Er weiß nicht, wer ich bin.
Er kann sich an nichts erinnern.
Ich bin am Boden zerstört. Ben ist zum zweiten Mal geslated worden. Das ist die einzige Erklärung. Aber er ist doch schon 17. Eigentlich ist das nur bei Jugendlichen unter 16 erlaubt. Warum sollten die Lorder seinetwegen ihre Gesetze brechen?

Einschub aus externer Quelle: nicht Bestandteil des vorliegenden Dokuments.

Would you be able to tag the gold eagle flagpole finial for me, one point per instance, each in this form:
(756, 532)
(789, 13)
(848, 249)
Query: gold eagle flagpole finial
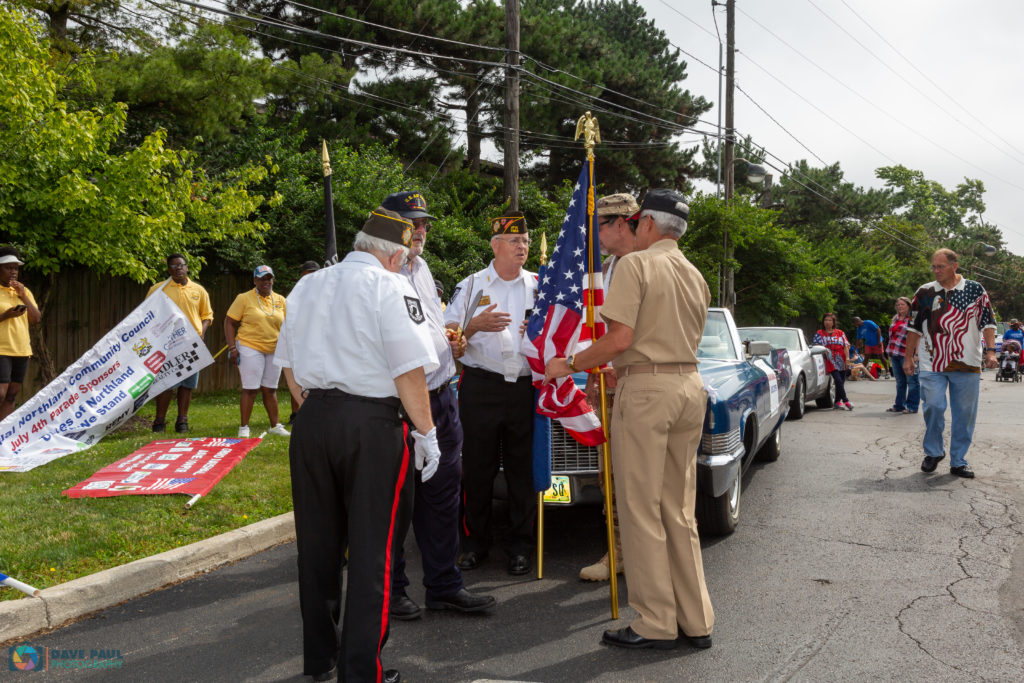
(588, 127)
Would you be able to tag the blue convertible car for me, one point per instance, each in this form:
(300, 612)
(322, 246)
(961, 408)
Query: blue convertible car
(748, 400)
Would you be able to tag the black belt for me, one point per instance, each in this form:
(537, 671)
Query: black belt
(439, 390)
(390, 401)
(479, 372)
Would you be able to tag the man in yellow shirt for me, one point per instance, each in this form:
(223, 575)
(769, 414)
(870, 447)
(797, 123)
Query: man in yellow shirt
(194, 301)
(17, 308)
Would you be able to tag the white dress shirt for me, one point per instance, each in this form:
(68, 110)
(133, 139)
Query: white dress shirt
(418, 273)
(496, 351)
(354, 327)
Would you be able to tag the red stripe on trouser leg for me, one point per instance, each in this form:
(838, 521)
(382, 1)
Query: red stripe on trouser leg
(390, 540)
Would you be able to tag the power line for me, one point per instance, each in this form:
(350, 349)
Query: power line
(889, 67)
(937, 86)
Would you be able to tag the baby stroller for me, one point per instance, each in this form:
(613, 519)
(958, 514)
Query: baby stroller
(1010, 363)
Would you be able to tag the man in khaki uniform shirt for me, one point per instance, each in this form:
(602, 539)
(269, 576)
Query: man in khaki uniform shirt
(615, 233)
(655, 311)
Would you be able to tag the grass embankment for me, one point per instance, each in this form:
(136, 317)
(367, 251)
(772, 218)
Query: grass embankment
(47, 539)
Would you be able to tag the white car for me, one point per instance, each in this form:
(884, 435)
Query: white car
(810, 381)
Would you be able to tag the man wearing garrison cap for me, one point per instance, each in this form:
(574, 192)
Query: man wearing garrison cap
(355, 339)
(496, 394)
(615, 233)
(655, 310)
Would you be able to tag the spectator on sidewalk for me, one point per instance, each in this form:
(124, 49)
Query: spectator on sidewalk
(907, 385)
(837, 356)
(19, 309)
(251, 329)
(869, 337)
(947, 316)
(194, 301)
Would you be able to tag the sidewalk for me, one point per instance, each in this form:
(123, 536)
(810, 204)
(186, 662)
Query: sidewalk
(60, 604)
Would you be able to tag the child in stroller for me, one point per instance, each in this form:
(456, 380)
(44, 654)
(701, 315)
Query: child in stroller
(1010, 363)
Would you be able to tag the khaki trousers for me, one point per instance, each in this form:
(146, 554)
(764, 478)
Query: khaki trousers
(655, 430)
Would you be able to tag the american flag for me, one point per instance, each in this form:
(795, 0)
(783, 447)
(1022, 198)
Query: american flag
(557, 327)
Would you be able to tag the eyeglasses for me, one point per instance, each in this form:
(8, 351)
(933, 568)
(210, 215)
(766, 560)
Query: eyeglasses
(523, 241)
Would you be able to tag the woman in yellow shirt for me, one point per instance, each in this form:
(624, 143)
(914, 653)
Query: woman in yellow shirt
(17, 308)
(251, 328)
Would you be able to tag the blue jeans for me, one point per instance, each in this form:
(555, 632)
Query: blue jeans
(964, 388)
(907, 387)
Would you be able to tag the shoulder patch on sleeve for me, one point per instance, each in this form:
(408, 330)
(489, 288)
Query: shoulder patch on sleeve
(415, 309)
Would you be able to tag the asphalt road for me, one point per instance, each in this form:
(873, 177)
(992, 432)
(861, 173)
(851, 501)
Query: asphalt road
(849, 564)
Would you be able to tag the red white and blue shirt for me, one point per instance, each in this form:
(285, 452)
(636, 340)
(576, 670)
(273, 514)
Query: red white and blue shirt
(949, 323)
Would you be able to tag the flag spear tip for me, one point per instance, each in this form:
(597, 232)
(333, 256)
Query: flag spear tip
(325, 159)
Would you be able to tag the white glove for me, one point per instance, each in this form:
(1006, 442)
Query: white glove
(428, 454)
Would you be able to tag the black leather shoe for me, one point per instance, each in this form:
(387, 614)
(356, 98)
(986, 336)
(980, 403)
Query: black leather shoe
(463, 601)
(629, 638)
(402, 607)
(471, 560)
(700, 642)
(326, 676)
(518, 565)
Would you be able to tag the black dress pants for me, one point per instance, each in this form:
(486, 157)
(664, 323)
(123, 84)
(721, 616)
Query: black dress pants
(348, 462)
(498, 423)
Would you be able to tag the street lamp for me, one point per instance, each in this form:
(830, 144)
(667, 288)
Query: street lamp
(756, 174)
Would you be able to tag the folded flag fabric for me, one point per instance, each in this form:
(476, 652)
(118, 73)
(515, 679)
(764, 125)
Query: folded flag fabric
(557, 328)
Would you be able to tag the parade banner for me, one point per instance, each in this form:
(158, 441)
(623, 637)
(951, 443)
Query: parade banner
(168, 466)
(154, 348)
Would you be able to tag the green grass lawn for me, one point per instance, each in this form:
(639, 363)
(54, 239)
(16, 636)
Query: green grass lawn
(47, 539)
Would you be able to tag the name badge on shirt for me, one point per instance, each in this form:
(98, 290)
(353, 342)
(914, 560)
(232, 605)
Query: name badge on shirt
(415, 310)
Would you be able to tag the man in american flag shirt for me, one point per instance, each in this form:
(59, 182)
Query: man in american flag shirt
(946, 316)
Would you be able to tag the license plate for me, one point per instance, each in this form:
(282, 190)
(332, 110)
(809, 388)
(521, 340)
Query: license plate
(560, 491)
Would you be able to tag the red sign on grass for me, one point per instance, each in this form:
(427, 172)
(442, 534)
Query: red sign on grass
(170, 466)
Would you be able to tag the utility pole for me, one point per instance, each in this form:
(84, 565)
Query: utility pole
(727, 297)
(512, 102)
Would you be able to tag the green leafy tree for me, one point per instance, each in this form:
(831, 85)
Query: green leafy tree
(67, 200)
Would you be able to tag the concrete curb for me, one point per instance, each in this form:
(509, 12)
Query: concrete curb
(58, 604)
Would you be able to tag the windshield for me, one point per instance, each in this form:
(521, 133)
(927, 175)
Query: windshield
(717, 341)
(777, 337)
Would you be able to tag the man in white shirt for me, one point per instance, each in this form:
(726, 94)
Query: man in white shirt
(617, 240)
(355, 339)
(434, 503)
(496, 394)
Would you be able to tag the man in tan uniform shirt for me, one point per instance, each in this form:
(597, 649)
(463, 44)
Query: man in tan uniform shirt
(655, 311)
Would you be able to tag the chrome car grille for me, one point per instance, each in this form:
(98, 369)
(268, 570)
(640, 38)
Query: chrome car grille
(714, 444)
(567, 455)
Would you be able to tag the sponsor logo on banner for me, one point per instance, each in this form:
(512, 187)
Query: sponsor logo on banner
(104, 387)
(142, 472)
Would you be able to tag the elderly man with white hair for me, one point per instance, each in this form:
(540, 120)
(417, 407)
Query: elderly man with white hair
(355, 341)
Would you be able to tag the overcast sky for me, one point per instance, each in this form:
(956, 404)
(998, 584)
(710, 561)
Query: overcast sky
(950, 107)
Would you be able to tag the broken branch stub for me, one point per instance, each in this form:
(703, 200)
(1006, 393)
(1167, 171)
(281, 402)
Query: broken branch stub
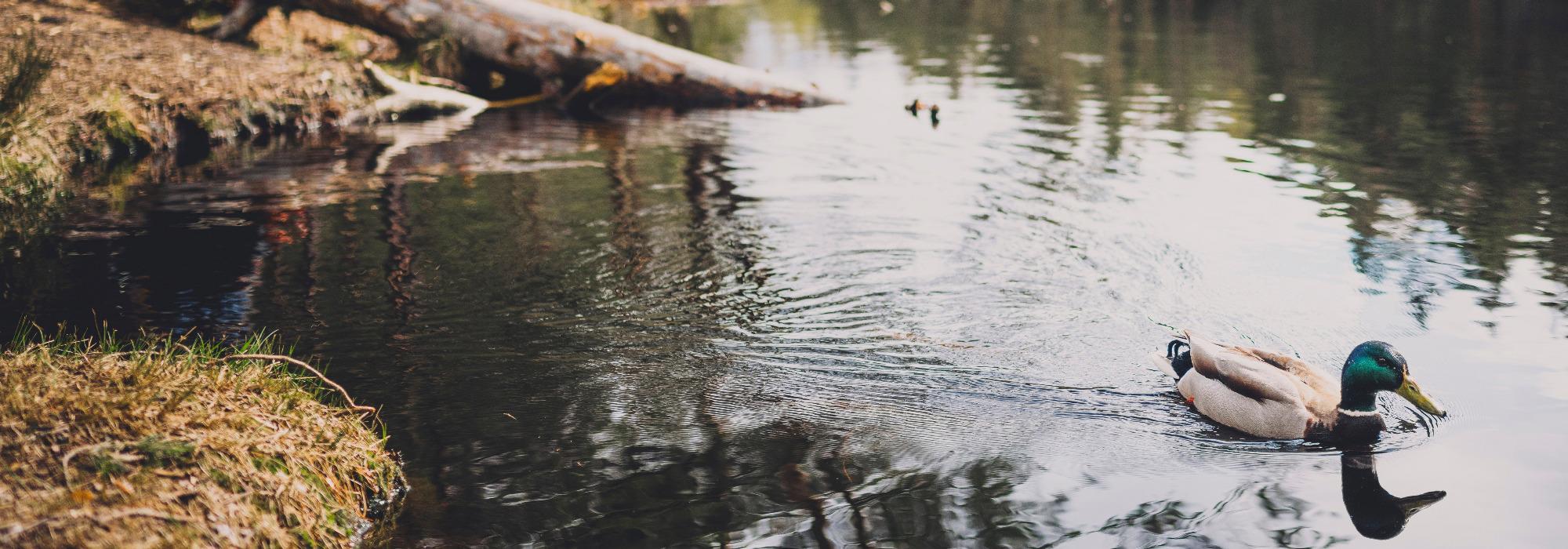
(562, 48)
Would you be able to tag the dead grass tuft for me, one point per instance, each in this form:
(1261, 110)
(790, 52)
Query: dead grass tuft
(165, 445)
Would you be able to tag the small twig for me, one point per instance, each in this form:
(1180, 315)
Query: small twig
(308, 368)
(118, 515)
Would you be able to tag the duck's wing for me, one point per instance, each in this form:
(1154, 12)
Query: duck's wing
(1319, 391)
(1243, 391)
(1243, 373)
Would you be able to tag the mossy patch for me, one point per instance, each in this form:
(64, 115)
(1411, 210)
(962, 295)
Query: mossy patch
(170, 445)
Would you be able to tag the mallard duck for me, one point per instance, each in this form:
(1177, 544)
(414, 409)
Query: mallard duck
(1282, 398)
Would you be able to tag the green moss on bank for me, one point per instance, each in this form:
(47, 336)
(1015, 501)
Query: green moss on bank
(165, 445)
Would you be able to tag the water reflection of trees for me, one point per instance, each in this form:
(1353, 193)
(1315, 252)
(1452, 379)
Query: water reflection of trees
(1434, 129)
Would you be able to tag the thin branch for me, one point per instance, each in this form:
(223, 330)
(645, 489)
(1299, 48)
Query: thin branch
(308, 368)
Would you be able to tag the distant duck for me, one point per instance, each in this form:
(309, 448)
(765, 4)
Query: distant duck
(1282, 398)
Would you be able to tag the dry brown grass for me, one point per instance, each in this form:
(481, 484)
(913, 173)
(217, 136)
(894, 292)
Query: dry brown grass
(167, 445)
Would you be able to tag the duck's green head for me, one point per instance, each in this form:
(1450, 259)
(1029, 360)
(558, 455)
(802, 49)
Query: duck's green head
(1377, 366)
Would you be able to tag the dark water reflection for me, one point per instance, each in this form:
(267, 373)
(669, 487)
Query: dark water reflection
(844, 327)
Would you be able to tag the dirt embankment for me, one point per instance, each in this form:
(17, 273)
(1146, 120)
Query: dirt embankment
(118, 87)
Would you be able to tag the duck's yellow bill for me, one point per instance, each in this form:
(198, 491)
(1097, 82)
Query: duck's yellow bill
(1414, 393)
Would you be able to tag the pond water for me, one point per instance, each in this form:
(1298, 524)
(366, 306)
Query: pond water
(855, 327)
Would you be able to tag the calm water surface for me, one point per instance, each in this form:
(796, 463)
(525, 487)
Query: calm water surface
(854, 327)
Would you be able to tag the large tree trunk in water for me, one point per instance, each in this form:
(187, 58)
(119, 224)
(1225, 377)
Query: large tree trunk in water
(562, 48)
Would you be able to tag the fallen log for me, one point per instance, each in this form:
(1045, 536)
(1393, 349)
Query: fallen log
(562, 49)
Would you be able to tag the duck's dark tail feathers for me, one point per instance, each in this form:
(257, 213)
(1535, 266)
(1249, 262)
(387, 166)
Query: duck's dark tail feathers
(1180, 354)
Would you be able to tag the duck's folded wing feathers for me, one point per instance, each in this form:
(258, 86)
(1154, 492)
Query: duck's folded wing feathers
(1244, 373)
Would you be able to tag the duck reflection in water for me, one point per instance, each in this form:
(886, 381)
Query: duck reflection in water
(1377, 514)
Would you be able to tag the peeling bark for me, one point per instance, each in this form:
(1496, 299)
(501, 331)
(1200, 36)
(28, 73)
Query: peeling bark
(562, 48)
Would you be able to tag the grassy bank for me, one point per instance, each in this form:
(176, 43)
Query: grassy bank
(92, 89)
(167, 445)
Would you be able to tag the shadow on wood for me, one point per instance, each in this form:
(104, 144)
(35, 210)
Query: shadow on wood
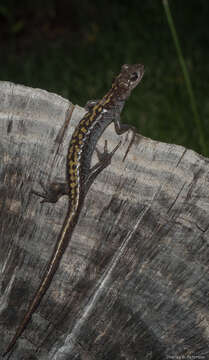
(134, 281)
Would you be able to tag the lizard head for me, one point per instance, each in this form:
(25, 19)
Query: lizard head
(127, 80)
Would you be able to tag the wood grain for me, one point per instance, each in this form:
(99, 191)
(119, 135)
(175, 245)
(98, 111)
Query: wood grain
(134, 281)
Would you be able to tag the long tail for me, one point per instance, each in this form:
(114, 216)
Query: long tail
(59, 249)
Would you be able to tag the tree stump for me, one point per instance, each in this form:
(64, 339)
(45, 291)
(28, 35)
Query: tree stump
(134, 280)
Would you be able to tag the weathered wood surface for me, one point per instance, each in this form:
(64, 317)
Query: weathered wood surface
(134, 281)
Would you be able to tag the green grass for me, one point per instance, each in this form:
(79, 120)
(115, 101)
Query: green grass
(80, 64)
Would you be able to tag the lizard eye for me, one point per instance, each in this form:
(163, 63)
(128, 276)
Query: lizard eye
(134, 76)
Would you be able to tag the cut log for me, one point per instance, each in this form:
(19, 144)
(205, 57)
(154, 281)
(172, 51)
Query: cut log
(134, 280)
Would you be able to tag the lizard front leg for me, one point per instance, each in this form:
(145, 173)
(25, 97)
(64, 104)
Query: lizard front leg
(104, 160)
(121, 129)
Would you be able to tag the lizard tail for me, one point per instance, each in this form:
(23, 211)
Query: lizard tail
(59, 249)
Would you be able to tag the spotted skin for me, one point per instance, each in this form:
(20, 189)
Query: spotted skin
(80, 175)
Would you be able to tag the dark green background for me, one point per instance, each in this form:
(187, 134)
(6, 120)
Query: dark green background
(74, 48)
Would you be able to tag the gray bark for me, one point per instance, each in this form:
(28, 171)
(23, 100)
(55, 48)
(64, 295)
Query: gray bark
(134, 280)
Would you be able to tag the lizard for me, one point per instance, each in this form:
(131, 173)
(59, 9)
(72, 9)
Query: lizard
(80, 175)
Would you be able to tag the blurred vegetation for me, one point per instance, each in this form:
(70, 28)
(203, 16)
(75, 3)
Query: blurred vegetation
(74, 48)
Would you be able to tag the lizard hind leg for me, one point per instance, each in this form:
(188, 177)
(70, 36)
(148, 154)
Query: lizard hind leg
(53, 192)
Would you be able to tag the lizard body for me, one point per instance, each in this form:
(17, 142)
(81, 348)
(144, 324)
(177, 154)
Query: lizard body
(80, 175)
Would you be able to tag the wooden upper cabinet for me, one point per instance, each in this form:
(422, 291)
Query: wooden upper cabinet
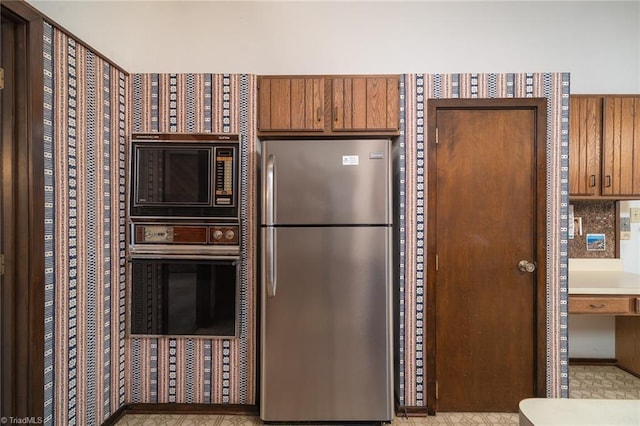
(365, 103)
(585, 144)
(621, 146)
(328, 105)
(604, 146)
(290, 104)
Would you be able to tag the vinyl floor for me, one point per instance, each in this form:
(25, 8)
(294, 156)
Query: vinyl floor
(586, 382)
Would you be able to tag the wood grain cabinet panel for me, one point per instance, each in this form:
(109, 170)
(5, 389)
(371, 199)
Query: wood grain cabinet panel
(335, 105)
(621, 146)
(585, 144)
(290, 104)
(365, 103)
(604, 146)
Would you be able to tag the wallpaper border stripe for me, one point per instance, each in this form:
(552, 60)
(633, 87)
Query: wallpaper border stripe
(49, 238)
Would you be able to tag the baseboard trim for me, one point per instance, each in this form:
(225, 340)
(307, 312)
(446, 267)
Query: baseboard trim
(623, 368)
(413, 411)
(113, 418)
(593, 361)
(174, 408)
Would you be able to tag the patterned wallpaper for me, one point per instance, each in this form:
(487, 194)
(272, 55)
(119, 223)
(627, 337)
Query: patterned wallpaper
(201, 370)
(85, 113)
(411, 386)
(91, 367)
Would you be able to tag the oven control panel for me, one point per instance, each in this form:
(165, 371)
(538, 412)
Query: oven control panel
(209, 234)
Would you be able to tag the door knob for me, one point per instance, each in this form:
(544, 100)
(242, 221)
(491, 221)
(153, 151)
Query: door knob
(526, 266)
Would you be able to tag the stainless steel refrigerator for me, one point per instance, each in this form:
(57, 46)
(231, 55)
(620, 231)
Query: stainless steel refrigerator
(326, 326)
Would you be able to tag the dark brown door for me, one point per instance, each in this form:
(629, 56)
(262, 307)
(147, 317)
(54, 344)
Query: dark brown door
(486, 215)
(21, 214)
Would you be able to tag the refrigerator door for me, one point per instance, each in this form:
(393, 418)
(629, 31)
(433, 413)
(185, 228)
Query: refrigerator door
(326, 182)
(326, 326)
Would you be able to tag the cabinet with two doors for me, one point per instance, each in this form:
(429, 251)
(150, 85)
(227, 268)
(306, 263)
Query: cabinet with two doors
(328, 105)
(604, 147)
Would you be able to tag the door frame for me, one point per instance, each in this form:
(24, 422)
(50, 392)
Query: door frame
(23, 371)
(539, 105)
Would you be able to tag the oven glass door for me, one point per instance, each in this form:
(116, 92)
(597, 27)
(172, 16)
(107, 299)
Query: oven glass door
(184, 297)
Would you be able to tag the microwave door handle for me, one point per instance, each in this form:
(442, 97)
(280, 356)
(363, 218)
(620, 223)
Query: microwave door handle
(271, 232)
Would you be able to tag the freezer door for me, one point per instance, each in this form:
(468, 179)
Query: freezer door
(326, 326)
(326, 181)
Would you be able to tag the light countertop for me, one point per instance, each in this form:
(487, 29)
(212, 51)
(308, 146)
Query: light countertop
(603, 282)
(601, 277)
(562, 412)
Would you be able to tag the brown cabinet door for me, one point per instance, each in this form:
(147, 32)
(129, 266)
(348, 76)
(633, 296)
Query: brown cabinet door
(365, 103)
(290, 104)
(621, 146)
(584, 145)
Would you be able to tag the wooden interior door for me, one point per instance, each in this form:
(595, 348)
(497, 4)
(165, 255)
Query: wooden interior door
(21, 213)
(487, 198)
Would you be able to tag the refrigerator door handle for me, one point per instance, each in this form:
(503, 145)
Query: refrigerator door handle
(270, 192)
(271, 233)
(270, 263)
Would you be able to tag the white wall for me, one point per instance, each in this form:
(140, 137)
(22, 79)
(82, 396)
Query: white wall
(597, 42)
(630, 249)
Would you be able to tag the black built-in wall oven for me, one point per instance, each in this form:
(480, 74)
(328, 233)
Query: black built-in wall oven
(184, 239)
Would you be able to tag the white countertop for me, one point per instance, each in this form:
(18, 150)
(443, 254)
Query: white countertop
(563, 412)
(603, 282)
(601, 276)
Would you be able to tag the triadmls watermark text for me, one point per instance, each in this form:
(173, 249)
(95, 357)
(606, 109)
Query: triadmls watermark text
(20, 420)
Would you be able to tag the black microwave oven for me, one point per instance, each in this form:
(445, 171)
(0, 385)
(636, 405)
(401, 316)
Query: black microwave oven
(187, 176)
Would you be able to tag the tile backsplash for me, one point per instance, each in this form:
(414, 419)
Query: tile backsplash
(598, 218)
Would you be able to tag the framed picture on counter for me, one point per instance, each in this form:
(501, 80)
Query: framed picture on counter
(596, 242)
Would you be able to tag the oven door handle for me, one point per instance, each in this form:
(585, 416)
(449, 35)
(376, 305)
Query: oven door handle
(271, 262)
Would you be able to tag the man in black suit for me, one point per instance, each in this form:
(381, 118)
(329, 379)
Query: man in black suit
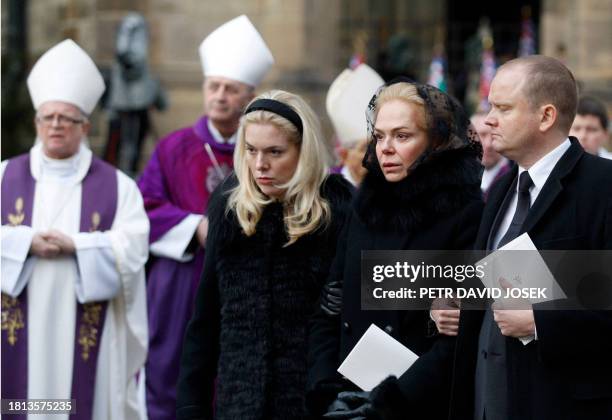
(537, 363)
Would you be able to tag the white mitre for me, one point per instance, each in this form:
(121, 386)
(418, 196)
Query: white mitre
(347, 101)
(236, 50)
(66, 73)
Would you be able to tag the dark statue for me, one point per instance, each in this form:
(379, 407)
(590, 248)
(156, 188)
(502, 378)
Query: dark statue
(133, 91)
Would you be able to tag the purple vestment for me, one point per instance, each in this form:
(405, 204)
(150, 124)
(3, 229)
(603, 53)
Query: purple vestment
(178, 181)
(98, 208)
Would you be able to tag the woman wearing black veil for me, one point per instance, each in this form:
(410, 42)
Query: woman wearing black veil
(422, 192)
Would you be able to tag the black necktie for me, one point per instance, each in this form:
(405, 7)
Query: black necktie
(522, 208)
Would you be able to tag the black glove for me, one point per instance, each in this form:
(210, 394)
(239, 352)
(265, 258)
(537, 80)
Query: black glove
(331, 298)
(351, 405)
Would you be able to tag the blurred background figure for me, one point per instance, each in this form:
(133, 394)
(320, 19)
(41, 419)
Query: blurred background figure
(133, 91)
(346, 104)
(186, 167)
(495, 165)
(590, 127)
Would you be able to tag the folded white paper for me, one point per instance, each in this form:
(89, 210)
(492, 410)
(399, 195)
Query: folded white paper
(376, 356)
(521, 270)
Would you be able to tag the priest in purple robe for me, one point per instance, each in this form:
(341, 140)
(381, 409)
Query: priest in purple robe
(74, 246)
(185, 168)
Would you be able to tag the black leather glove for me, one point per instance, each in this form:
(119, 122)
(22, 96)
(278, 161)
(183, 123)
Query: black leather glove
(351, 405)
(331, 298)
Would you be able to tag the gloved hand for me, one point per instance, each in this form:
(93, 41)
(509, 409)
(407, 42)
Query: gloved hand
(331, 298)
(351, 405)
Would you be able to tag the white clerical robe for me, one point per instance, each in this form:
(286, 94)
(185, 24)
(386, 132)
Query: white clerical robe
(107, 266)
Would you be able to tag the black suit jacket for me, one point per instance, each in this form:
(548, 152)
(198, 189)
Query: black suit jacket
(567, 372)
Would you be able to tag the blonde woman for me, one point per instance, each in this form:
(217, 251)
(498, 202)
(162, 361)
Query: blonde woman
(273, 229)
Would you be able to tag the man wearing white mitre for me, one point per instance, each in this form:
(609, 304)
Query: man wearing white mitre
(74, 245)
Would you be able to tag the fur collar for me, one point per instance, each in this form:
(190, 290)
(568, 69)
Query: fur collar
(441, 186)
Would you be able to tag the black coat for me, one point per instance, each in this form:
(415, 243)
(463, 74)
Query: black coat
(566, 373)
(437, 207)
(249, 329)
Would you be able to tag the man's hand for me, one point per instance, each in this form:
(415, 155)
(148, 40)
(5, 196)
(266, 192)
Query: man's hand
(41, 247)
(445, 313)
(61, 240)
(202, 231)
(516, 323)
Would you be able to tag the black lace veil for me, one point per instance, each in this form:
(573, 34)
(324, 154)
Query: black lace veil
(448, 126)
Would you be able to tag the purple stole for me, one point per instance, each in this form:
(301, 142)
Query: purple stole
(98, 208)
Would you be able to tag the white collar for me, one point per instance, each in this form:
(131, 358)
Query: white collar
(217, 135)
(489, 175)
(73, 168)
(540, 171)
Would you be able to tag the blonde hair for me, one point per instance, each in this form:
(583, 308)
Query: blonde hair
(406, 92)
(304, 208)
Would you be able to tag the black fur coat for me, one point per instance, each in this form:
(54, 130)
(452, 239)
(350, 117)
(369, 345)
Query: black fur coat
(250, 324)
(436, 207)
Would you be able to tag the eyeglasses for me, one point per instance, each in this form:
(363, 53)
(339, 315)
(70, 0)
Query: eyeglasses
(62, 120)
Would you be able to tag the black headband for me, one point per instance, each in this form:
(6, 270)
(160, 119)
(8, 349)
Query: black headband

Er weiß nicht, wer ich bin.
Noch immer stehe ich zitternd da. Vielleicht dreht Ben um und läuft den gleichen Weg zurück. Mit diesem Gedanken stolpere ich ins Gebüsch und warte. Kurz darauf taucht Ben in der Ferne auf. Nähert sich in seinem anmutigen Laufstil und ist im nächsten Moment schon den Hang hinauf.
Hinter mir raschelt es, doch ich schaue nur Ben hinterher, der im Licht der aufgehenden Sonne verschwindet.
»Rain?«, ruft Katran leise.
Ich rühre mich nicht von der Stelle, er soll meine Tränen nicht sehen. Katran fasst mich am Arm und dreht mich zu sich um.
»Was ist denn?«
Ich bringe keinen Ton heraus, schüttele nur den Kopf. Zögernd zieht er mich in seine Arme, anfänglich etwas steif und unbeholfen. Und schluchzend erzähle ich ihm von Ben, der sich nicht mehr an mich erinnert.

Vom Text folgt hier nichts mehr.